Also illustrated here is “Mocked,” one of six paintings by Michael Bergt that the Allens own. It too came via John Pence, who explained that it is the artist’s homage painting to Hieronymus Bosch’s famous “Christ Mocked (The Crowning with Thorns)” at London’s National Gallery. Having traveled to London specifically to see that masterpiece, the Allens learned that a strike by security staff would make it impossible to explore that area of the building. Clearly a return to London is in order.
Over the years, the Allens have been gratified to watch realism become “much more mainstream” in the world of contemporary art. Today they buy from galleries and fairs (such as the LA Art Show), and also directly from artists.
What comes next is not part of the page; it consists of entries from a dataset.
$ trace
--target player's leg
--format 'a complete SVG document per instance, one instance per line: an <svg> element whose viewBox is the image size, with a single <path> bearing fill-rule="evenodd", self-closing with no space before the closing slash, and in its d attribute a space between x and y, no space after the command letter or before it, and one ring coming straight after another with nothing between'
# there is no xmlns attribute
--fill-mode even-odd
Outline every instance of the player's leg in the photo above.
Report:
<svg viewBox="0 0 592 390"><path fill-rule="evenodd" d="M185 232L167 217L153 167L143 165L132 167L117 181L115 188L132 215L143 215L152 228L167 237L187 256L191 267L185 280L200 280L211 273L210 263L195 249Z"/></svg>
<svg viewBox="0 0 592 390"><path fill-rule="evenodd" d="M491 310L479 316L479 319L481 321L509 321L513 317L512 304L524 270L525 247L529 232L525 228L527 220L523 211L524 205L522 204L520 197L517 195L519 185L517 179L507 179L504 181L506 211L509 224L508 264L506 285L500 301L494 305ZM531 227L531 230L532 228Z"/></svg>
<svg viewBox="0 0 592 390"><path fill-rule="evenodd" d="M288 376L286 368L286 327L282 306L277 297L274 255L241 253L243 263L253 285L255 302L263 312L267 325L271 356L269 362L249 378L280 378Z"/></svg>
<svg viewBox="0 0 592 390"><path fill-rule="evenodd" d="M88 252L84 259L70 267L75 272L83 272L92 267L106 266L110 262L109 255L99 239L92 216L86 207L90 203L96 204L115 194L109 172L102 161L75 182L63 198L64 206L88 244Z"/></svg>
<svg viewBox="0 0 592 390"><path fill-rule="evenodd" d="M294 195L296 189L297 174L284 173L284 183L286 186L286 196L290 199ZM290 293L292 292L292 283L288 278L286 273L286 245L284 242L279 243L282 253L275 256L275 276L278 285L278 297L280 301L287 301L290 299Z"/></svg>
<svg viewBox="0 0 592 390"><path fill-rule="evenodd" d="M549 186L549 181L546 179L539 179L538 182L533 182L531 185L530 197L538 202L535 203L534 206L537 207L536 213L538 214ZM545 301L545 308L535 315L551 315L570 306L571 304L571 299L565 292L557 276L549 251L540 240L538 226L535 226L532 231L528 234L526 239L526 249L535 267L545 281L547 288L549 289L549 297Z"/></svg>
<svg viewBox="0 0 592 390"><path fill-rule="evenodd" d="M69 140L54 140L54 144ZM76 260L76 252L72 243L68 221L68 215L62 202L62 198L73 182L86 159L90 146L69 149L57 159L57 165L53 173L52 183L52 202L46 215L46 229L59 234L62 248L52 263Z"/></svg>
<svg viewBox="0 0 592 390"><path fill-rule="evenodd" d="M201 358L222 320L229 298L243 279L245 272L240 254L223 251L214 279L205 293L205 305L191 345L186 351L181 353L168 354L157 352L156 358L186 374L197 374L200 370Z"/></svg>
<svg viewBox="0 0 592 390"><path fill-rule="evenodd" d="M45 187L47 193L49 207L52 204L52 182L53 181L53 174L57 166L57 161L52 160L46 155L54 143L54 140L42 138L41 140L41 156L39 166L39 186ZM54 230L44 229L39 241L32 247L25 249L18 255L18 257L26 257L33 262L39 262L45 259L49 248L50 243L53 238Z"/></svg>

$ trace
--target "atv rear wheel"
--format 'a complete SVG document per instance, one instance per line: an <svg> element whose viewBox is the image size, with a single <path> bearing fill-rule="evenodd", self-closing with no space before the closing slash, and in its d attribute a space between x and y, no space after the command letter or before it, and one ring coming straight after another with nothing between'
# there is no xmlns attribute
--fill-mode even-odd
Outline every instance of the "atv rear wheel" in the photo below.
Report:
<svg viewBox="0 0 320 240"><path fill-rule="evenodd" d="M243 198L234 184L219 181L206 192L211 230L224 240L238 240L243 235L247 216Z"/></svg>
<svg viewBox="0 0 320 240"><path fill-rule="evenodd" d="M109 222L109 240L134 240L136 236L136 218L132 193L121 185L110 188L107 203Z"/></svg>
Indeed, Ray says they have met several of “their” artists and correspond with a few.
The Allens admire aesthetic approaches other than realism, too, noting that “it’s hard to explain why a specific work triggers the sense of joy we get out of it.” Their only historical work is a painting by California’s Selden Connor Gile (1877–1947), though they note that John Modesitt’s contemporary landscapes are very much in the style of another California master, Maurice Braun (1877–1941).
As with so many art collectors, wall space has become a challenge for the Allens. Ray says, “We now store some paintings and rotate them on our walls,” a worthy process that often revives that dopamine hit of joy owners got the day they acquired the piece in the first place.